Centrifugal force from a grunge pioneer
Pearl Jam’s Eddie Vedder released solo album Earthling on February 11, 2022. Reminiscing bits of Pearl Jam’s ’90s roots, Vedder’s raspy baritone portrays a wide array of intentional emotional displays. Earthling grapples with tough topics such as finding hope, coming to terms with grief while finding the strength to pull through and how to use emotions instead of letting the human condition take over. While stretching himself as a known grunge pioneer and a respectable artist overall, sitting with this album was a tough listen. There is an appreciation for the sentiments, but there aren’t that many fuzzy feelings deriving from the musical aspects of the album.
Earthling’s opening track “Invincible” asks the listener “Can you hear, Are we clear? Cleared for liftoff, takeoff?” Vedder brushes the dust off the topic with an old-school sound.
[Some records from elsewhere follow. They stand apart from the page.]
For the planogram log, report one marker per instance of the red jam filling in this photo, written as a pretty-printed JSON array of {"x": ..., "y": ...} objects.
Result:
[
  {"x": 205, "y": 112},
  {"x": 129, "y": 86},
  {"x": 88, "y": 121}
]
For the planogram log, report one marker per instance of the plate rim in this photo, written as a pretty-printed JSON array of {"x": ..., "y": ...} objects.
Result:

He puts it out there to challenge oneself to look at all that we have, not in terms of materialism but in terms of something bigger than us. “We got the heavens, we got the earth and in between, we got big surf.”
“Invincible” leads into the song “Power of Right” which starts out with a gruffer guitar riff. Vedder’s vocals lean more towards a raspy growl that piques interest, but quickly turns into something softer and springier, creating a meshed transition that isn’t fully compatible within the same song.
“Fallout Today” is another song that adds very little to the overall album. It is fairly repetitive, creating plenty of moments of lull and there is no speed or progression to allow the listener to transition from the beginning to end of the song.
The track “Good and Evil” starts with an eerie cuckoo clock that launches into a catchy contemplation of what happens when an individual stumbles upon a look into someone else’s mirror. Lyrically exploring a seemingly simple human emotion that turns out to be a little more complex, this track sticks to its guns without steering far from its sound and intentions. It is probably one of the only tracks on this album with undiluted promise.
With some redemption, Vedder duets with Sir. Elton John on “Picture.” The duo’s voices blend into a beautiful melody that captures the essence of hope and unity. Each powerhouse backing the other’s vocals creates a masterful work that leaves a strong feeling of optimism in its wake.
Despite the title, Earthling manages to give off an almost otherworldly feeling. There is a certain quality that, with full admittance and some doubt, keeps the intrigue to want to listen to the very end in order to see where exactly Vedder plans on taking his audience. Vedder also happens to throw in some surprises with moments of clever lyricism, almost as if he is telling a secret rhyme, all while making sure to keep the preferred listener captivated with versatile sounds.
If expecting a banger rock n’ roll album, the probability of appreciating this album would be slim. With respect to the ultimate capacity of Vedder’s talents, Earthling swims too deep with ordinary. While Earthling holds spectacular concepts and a few shining moments of potential, the overall sound of the album is boring and repetitive.